Why not Labour?


The internet is awash with blogs and articles telling us how to vote if we want to keep the Conservatives out. They insist that we have to vote Labour (or in a few cases, Lib Dem) in 100s of seats across the country. In just a handful of seats, we’re ‘allowed’ to vote how we want.

I’m 100% for pushing the Conservatives out of government: they’re pursuing a punishing economic and social agenda that will leave Britain poorer, more divided, more unhealthy – especially in communities like ours in Leeds Central. And they’re using Brexit to try to scare us, and to drive through their toxic agenda – but that’s another story.

So, don’t we all have to vote Labour to keep them out? Nope. We’ve been told for so long that – essentially – we have a two-party system: Labour for the ‘left’, and the Conservatives for the ‘right’. But that does a huge injustice to the wide diversity of people and ideas in our society; and it isn’t working.

In a few dozen marginal seats in the country (which could easily change hands), I absolutely agree people should vote Labour if they want to keep the Conservatives out. And I’m all for parties working together, forming agreements, etc. So I’m pleased the Green Party have stood aside in places like Ealing and Acton in London, to make a win more likely for the positive Labour MP there (click here to find out more). And I (amongst others) pushed successfully for Leeds Green Party to stand aside in Morley and Pudsey – the two local seats that might hopefully be neck-and-neck between Labour and the Conservatives.

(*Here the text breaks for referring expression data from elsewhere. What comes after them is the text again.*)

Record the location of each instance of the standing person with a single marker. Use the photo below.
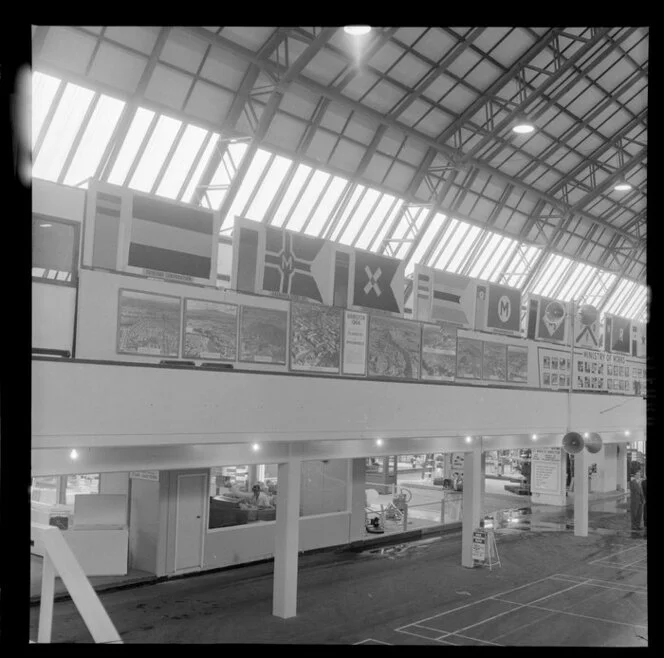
(645, 506)
(636, 501)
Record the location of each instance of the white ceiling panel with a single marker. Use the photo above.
(168, 86)
(209, 102)
(138, 37)
(184, 50)
(68, 48)
(117, 67)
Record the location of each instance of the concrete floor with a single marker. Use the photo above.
(552, 589)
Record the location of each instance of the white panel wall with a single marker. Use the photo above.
(53, 316)
(58, 200)
(255, 541)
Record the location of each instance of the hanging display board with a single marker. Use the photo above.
(439, 351)
(315, 337)
(148, 324)
(394, 347)
(210, 330)
(590, 370)
(263, 334)
(554, 368)
(546, 471)
(355, 343)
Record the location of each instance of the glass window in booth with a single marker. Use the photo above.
(54, 249)
(233, 500)
(324, 487)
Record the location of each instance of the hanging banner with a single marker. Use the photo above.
(355, 343)
(503, 309)
(378, 282)
(617, 334)
(269, 260)
(587, 328)
(443, 297)
(548, 320)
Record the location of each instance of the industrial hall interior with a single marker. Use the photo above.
(338, 335)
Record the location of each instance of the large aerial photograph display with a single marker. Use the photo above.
(394, 348)
(210, 330)
(315, 337)
(263, 335)
(148, 324)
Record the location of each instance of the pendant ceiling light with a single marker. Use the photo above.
(357, 30)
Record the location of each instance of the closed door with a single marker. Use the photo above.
(189, 522)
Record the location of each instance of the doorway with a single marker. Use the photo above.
(189, 520)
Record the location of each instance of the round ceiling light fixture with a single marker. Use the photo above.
(523, 127)
(622, 186)
(357, 30)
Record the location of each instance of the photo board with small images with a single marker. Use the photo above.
(590, 370)
(554, 368)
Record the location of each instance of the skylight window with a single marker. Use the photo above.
(377, 242)
(155, 153)
(473, 233)
(326, 206)
(377, 217)
(350, 207)
(181, 162)
(135, 134)
(200, 168)
(292, 192)
(273, 179)
(425, 242)
(94, 141)
(44, 88)
(309, 197)
(62, 131)
(358, 217)
(247, 186)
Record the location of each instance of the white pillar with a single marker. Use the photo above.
(287, 541)
(472, 502)
(581, 463)
(621, 470)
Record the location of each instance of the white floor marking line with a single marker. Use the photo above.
(466, 637)
(424, 637)
(576, 614)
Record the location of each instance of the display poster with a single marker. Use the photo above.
(545, 474)
(591, 370)
(263, 335)
(378, 282)
(494, 361)
(479, 545)
(517, 364)
(145, 475)
(355, 343)
(394, 347)
(554, 368)
(148, 324)
(439, 351)
(315, 337)
(210, 330)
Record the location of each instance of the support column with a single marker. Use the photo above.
(472, 502)
(581, 462)
(287, 541)
(621, 467)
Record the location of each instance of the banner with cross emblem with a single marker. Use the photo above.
(378, 282)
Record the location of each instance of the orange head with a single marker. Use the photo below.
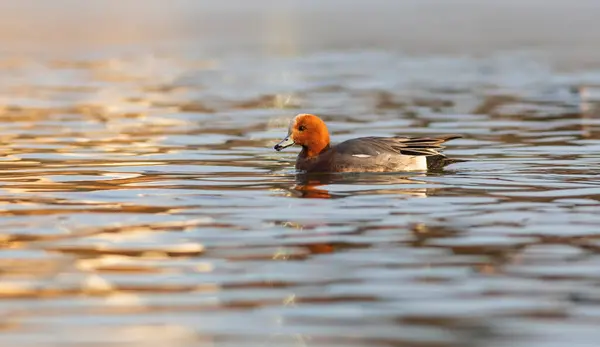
(308, 131)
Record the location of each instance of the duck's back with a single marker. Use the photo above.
(377, 154)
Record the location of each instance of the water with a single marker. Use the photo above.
(142, 203)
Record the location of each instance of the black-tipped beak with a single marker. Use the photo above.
(285, 143)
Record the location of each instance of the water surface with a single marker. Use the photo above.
(142, 203)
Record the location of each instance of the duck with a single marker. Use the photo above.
(363, 154)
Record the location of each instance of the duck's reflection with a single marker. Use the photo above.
(325, 186)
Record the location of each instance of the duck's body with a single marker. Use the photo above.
(365, 154)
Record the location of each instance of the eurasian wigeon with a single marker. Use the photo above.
(364, 154)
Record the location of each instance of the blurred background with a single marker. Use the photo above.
(142, 203)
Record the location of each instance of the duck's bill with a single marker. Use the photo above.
(285, 143)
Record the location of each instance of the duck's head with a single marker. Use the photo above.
(308, 131)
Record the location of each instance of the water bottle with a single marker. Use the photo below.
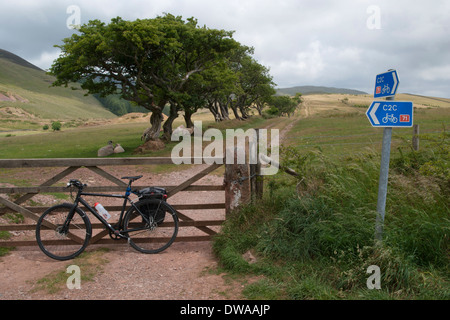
(102, 211)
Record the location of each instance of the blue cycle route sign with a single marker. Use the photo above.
(391, 114)
(386, 84)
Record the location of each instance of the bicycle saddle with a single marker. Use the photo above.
(134, 178)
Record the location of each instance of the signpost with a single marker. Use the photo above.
(387, 114)
(391, 114)
(386, 84)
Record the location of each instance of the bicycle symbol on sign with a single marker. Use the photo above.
(386, 89)
(389, 118)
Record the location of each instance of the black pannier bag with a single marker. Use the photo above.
(153, 193)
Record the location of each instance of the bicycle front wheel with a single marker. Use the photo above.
(62, 243)
(151, 225)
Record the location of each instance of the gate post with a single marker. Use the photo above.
(237, 181)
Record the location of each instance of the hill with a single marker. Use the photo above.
(316, 90)
(27, 87)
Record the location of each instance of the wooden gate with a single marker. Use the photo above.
(64, 169)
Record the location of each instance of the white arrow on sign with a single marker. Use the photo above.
(394, 88)
(372, 113)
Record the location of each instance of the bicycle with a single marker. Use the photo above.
(64, 230)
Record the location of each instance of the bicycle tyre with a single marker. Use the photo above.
(60, 245)
(146, 234)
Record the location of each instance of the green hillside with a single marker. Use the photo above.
(316, 90)
(25, 86)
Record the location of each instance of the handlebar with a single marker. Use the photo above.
(76, 183)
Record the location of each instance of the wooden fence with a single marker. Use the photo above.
(15, 198)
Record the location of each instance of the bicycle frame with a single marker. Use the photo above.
(126, 198)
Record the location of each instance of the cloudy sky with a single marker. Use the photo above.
(333, 43)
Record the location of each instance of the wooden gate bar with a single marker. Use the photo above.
(92, 164)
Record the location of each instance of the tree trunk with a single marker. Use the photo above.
(234, 108)
(156, 119)
(224, 110)
(188, 118)
(167, 127)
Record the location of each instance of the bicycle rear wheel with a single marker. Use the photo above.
(153, 227)
(58, 243)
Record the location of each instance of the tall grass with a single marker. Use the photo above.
(315, 237)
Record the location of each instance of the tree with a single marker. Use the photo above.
(145, 61)
(254, 86)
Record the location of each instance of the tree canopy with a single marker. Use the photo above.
(164, 61)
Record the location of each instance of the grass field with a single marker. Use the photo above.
(313, 237)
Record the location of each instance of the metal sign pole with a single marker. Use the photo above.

But in Leeds Central, we have an opportunity. It’s a historically ‘safe’ Labour seat, and the Conservatives cannot seriously win: they (and the other parties too) don’t even actively campaign here, nor get involved locally. So you really can vote ‘outside the box’, vote for what you want.

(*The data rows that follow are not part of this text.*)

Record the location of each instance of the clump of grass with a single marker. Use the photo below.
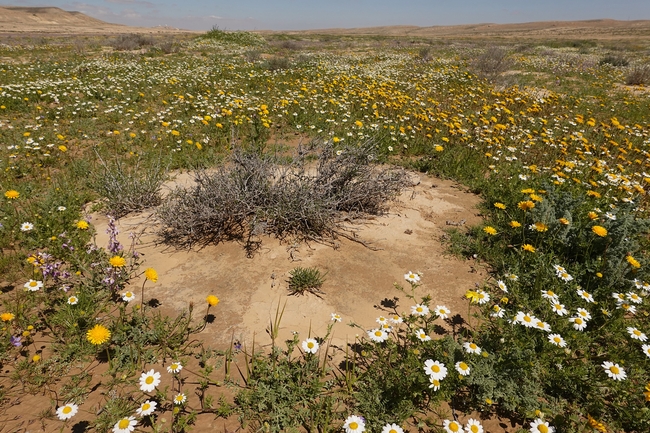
(129, 190)
(131, 42)
(235, 38)
(303, 280)
(639, 75)
(254, 194)
(614, 60)
(492, 62)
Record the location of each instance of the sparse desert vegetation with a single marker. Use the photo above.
(302, 140)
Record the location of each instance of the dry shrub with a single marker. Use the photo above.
(492, 62)
(639, 75)
(253, 194)
(131, 42)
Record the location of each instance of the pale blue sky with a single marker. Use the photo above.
(313, 14)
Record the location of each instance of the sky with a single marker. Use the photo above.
(318, 14)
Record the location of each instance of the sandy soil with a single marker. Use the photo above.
(358, 278)
(250, 289)
(52, 21)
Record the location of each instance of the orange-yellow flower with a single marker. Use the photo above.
(526, 205)
(117, 261)
(599, 231)
(490, 230)
(99, 334)
(12, 194)
(151, 274)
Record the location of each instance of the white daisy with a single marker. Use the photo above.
(629, 308)
(462, 368)
(636, 334)
(557, 340)
(578, 323)
(482, 297)
(559, 309)
(435, 383)
(584, 314)
(174, 367)
(471, 348)
(411, 277)
(614, 371)
(392, 428)
(542, 326)
(419, 310)
(67, 411)
(378, 335)
(442, 311)
(539, 426)
(310, 345)
(584, 295)
(550, 295)
(149, 380)
(395, 319)
(125, 425)
(473, 426)
(435, 369)
(452, 426)
(646, 349)
(354, 424)
(512, 277)
(422, 335)
(497, 311)
(33, 285)
(634, 297)
(146, 408)
(528, 320)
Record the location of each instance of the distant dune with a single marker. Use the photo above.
(54, 20)
(15, 19)
(592, 29)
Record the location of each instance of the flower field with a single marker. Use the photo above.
(557, 146)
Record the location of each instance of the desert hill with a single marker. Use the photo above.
(590, 29)
(15, 19)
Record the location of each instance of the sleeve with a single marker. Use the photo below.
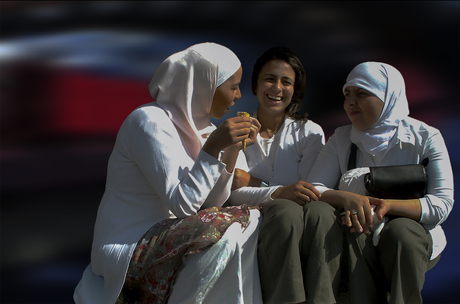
(249, 195)
(312, 143)
(181, 183)
(326, 172)
(439, 201)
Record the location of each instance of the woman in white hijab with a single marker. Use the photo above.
(393, 268)
(161, 234)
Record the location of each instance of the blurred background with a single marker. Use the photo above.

But isn’t a vote for the Greens ‘a wasted vote’? Here in Leeds Central and across the country, most people’s votes are wasted – because whoever you vote for, you always get the same party where you live. (That small number of marginal seats basically determines the national result.) That’s why the Greens are campaigning to overhaul our rotten and old-fashioned voting system – and a vote for us strengthens our hand on this, and the many other issues we’re fighting for.

Specifically here in Leeds Central, we’ve been stifled by one-party politics for too long (and across the country, by that narrow two-party politics). That’s bad for democracy: local people deserve a credible alternative. And it’s also meant that some Labour representatives have seriously lost touch with the communities that they’re supposed to be serving.

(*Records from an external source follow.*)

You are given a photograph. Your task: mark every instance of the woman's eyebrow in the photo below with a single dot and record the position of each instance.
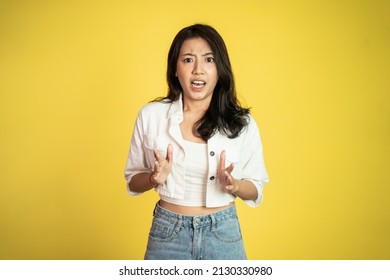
(192, 54)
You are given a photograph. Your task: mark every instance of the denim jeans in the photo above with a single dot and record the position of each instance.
(216, 236)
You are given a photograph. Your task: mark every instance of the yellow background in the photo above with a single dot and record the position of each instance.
(73, 75)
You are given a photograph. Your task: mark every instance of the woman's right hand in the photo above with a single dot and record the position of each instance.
(162, 167)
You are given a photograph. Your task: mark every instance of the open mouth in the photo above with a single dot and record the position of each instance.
(198, 84)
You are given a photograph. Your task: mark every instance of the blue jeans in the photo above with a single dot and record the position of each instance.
(216, 236)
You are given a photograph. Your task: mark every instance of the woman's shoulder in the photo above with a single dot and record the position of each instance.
(157, 107)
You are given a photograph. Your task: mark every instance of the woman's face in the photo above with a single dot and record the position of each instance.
(196, 70)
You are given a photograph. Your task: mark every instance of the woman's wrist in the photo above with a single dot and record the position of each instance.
(150, 180)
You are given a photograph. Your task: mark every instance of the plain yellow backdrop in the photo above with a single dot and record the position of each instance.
(73, 75)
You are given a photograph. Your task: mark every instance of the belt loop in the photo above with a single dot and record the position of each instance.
(155, 209)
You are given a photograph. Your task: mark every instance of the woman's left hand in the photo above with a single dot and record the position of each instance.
(224, 174)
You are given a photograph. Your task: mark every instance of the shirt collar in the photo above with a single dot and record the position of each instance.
(176, 110)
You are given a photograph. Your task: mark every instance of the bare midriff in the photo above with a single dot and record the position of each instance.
(192, 210)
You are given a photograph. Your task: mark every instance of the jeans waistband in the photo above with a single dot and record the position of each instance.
(196, 221)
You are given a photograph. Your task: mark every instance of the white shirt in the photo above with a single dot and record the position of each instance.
(157, 125)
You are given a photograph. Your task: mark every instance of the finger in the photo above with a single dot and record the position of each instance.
(229, 178)
(157, 156)
(230, 168)
(169, 153)
(222, 160)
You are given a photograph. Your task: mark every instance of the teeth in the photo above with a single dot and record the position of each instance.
(198, 83)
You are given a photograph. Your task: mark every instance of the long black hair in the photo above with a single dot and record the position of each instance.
(224, 113)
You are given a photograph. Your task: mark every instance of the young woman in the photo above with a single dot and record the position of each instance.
(199, 150)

I think our current (Labour) MP Hilary Benn is a nice guy: we have good chats when we meet. But like many local people, I sense he’s dead wrong on a range of issues: championing military adventures overseas, over the years supporting privatisation and the deregulation of the banks, arguing for the daft £110 billion Trident nuclear weapons scheme, resisting proper voting reform, supporting fracking, and more.

We need to question the status quo. We need more not fewer political voices. We need to look beyond this election, and start to build a positive political alternative. So, what if everyone voted for what they really believed in..?

(Green Party co-leader Caroline Lucas has long argued for electoral cooperation between parties, and for voting reform; image courtesy of Leeds Community Homes.)